Boondall Wetlands are managed by the Brisbane City Council. The area is part of the East-Asian Australasian Shorebird Network and large numbers of migratory shorebirds can be seen here between September and March each year. However, there are plenty of woodland birds to be seen all year round.
We took our time walking the Billai Dhagun Circuit, an easy 2 km walking track. There are contemporary Aboriginal art totems placed along the track.
We were delighted to notice three Tawny Frogmouths roosting in a tree. One was quite low to the ground, one was half way up and the third one was up high.Tawny Frogmouths perch out in the open in the daytime but it is easy to walk right past them because they use a combination of their mottled plumage and a frozen posture to camouflage their presence.
|Three Frogmouths are perched in this tree.|
|The Lowest Frogmouth|
|The Middle Frogmouth|
|The Highest Frogmouth|
There is a bird hide on the track near the junction of Cabbage Tree Creek and Nundah Creek.
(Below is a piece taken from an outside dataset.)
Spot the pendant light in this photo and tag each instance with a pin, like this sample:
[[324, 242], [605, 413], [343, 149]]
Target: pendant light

The only bird we saw from the bird hide was a Striated Heron but as we made our way along the boardwalk we were lucky to see a Striped Honeyeater. Unfortunately, the only photo we have does not show its face but I have included it here because it was the first time we have seen one.
Salt marsh comprised of pigface, samphire and marine couch can be viewed from the boardwalk.
We returned to the picnic area where Crested Pigeons were wandering around.